CBS Notes John Edwards Influenced by Soviet-linked Marxist I.F. Stone


Talk about a jaw-dropper. The favorite book of an American presidential candidate was written by a radical journalist described in a Soviet document as an “agent of influence.”

CBS Evening News last night ran its weekly special, “Primary Questions: Character, Leadership and the Candidates.” Katie Couric’s question to the presidential candidates was, “If you were elected president, what is the one book-- other than the Bible-- you would think is essential to have along?”

John Edwards chose I.F. Stone’s “The Trial of Socrates,” because “he talks in a very thoughtful way about the challenges that are faced by men about character, about integrity, and about belief systems. And, uh, and the book – I’ve read it several times. It’s had an impact on me.”

Kind of makes you wonder what else the 2004 Democratic Vice Presidential nominee likes to read. Edwards has reportedly dropped out of the 2008 race today.

For the generationally challenged, I.F. Stone was a radical journalist who wrote for an assortment of far-left publications, including “The Nation.” He was best known for “I.F. Stone’s Weekly,” which ran from 1953 to 1971, and achieved prominence in the Sixties.

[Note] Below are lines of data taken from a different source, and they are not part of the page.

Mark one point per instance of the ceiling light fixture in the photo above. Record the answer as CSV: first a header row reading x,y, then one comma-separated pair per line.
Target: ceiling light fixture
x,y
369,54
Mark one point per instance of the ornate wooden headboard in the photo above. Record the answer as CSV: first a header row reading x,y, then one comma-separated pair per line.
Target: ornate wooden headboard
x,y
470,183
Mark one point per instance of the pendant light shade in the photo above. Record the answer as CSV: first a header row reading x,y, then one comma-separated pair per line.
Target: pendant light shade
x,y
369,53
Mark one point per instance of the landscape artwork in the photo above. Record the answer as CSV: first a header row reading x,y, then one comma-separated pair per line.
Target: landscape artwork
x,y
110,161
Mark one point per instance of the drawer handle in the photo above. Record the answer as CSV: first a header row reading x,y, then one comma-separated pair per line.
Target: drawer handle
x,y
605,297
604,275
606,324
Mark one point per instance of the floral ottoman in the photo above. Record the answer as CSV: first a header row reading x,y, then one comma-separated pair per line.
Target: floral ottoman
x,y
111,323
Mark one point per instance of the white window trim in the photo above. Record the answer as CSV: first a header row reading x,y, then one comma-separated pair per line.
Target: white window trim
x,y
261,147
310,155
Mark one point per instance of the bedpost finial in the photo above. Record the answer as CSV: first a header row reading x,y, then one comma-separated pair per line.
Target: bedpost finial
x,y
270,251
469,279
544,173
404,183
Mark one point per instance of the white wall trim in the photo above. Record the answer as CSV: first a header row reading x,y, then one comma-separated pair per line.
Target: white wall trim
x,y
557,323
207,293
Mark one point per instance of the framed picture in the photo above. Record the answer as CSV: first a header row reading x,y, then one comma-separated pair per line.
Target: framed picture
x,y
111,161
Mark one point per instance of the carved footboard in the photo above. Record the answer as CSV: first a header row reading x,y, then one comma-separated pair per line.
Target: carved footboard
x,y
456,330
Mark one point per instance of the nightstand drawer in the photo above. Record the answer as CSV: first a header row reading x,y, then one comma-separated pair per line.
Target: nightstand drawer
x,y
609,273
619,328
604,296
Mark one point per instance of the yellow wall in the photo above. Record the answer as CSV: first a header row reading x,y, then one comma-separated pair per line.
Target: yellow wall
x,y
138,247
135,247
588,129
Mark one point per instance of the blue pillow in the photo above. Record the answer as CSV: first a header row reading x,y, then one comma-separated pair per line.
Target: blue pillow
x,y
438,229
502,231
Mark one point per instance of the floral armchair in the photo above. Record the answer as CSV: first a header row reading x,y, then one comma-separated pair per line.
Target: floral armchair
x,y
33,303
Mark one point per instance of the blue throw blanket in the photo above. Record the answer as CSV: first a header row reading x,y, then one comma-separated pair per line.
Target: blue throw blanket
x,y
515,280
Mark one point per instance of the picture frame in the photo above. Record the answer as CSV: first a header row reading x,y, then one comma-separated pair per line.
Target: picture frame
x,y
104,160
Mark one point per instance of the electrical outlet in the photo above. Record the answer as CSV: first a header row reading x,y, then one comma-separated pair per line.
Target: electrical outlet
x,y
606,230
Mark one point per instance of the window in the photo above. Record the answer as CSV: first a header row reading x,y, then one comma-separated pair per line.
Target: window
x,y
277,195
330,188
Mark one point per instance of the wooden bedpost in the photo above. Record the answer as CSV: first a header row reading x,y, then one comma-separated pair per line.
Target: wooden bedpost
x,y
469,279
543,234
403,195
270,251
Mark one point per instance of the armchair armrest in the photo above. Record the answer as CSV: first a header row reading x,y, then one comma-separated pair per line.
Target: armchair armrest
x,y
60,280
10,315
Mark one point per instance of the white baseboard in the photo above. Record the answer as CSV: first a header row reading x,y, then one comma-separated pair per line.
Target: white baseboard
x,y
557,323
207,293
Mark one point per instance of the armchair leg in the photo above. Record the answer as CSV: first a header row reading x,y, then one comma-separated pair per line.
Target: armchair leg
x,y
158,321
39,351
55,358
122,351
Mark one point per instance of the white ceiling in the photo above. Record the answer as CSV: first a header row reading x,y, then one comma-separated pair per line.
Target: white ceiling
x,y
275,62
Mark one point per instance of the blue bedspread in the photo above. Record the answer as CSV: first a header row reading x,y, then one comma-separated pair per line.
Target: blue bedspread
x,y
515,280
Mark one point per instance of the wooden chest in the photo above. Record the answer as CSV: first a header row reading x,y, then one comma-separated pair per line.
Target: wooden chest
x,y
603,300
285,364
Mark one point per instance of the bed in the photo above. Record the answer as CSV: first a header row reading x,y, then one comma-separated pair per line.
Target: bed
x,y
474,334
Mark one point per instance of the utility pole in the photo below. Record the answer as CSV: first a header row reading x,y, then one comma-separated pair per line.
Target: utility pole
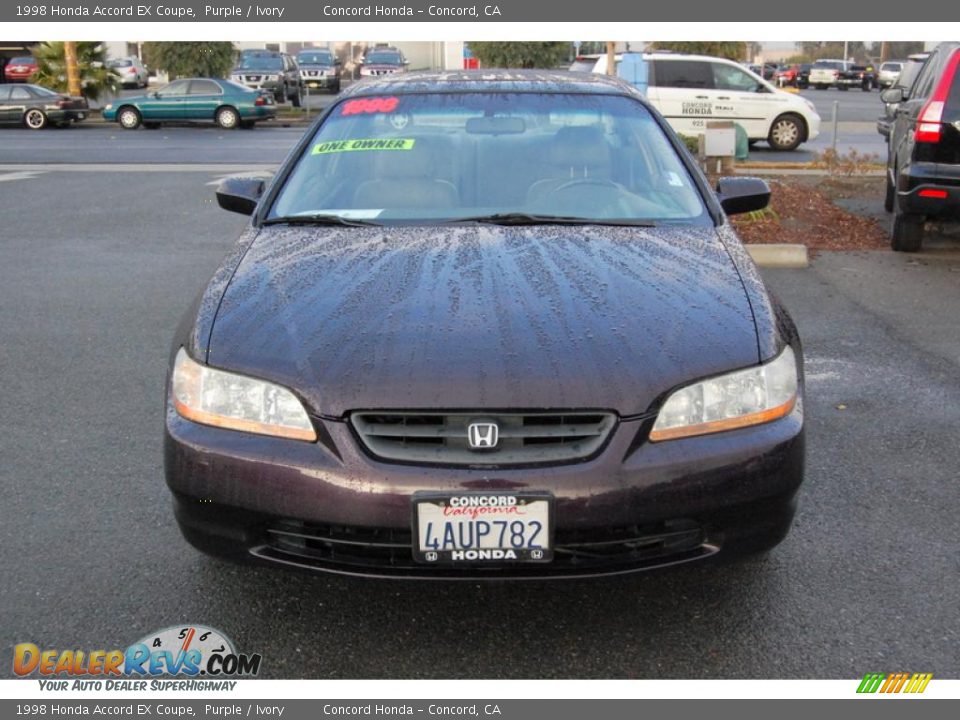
x,y
73,70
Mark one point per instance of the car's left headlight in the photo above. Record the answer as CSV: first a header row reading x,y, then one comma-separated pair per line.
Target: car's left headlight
x,y
223,399
735,400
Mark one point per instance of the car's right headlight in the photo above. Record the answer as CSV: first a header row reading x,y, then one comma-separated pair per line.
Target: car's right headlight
x,y
223,399
735,400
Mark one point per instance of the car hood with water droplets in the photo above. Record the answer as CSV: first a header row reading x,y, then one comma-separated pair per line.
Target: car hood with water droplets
x,y
484,317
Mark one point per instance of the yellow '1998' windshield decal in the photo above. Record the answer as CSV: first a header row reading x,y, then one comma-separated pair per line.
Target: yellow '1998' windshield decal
x,y
354,145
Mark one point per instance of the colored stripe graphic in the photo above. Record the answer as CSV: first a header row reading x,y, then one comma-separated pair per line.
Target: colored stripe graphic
x,y
918,683
894,682
870,683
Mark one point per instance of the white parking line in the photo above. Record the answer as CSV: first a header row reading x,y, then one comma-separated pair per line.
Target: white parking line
x,y
19,175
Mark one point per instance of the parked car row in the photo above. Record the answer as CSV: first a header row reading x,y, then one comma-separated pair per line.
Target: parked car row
x,y
20,69
842,74
690,90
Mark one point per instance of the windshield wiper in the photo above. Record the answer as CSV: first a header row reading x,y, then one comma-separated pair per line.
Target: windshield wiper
x,y
319,219
531,219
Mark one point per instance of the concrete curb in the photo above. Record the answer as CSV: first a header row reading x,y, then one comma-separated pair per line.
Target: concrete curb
x,y
781,255
808,170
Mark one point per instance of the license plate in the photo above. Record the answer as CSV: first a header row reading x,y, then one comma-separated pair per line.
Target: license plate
x,y
490,528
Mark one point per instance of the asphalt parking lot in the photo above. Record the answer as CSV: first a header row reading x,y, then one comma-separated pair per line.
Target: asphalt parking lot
x,y
95,269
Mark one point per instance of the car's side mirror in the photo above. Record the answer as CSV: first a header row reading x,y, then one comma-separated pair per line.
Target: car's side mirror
x,y
239,195
892,96
739,195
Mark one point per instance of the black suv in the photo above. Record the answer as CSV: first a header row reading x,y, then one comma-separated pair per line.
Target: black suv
x,y
273,72
923,163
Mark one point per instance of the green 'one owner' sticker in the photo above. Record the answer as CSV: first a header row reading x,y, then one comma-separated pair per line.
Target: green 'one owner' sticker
x,y
354,145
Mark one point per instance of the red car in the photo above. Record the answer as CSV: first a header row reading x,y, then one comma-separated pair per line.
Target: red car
x,y
787,74
20,69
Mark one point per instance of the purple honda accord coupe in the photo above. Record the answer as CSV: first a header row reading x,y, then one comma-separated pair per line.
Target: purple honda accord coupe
x,y
486,325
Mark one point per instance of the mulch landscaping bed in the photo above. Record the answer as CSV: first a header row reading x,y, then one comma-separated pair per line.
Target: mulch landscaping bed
x,y
802,210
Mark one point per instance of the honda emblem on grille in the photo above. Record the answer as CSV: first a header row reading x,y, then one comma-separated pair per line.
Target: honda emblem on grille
x,y
483,435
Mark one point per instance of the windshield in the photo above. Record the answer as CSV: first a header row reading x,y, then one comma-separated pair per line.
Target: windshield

An outspoken critic of the Vietnam War, Stone also suggested in his infamous book, “Hidden History of the Korean War,” that South Korea started the war by attacking North Korea first.

Historians have charged that Stone worked with the Soviets and may have been a paid agent, an accusation angrily denounced by the American left.Allegedly recruited during World War II, Stone reportedly stormed out of a lunch meeting with a Soviet press attaché (and KGB agent) named Kalugin after the Soviets invaded Czechoslovakia in 1968. Kalugin told a British journalist that Stone said he “would never again take any money from us.” In a later interview, Kalugin told the journalist Stone meant he would never allow the Soviets to pick up the check for lunch again.

From the January 29 "Evening News":

KATIE COURIC, anchor: Coming up next, reading their minds. Tonight's "Primary Question."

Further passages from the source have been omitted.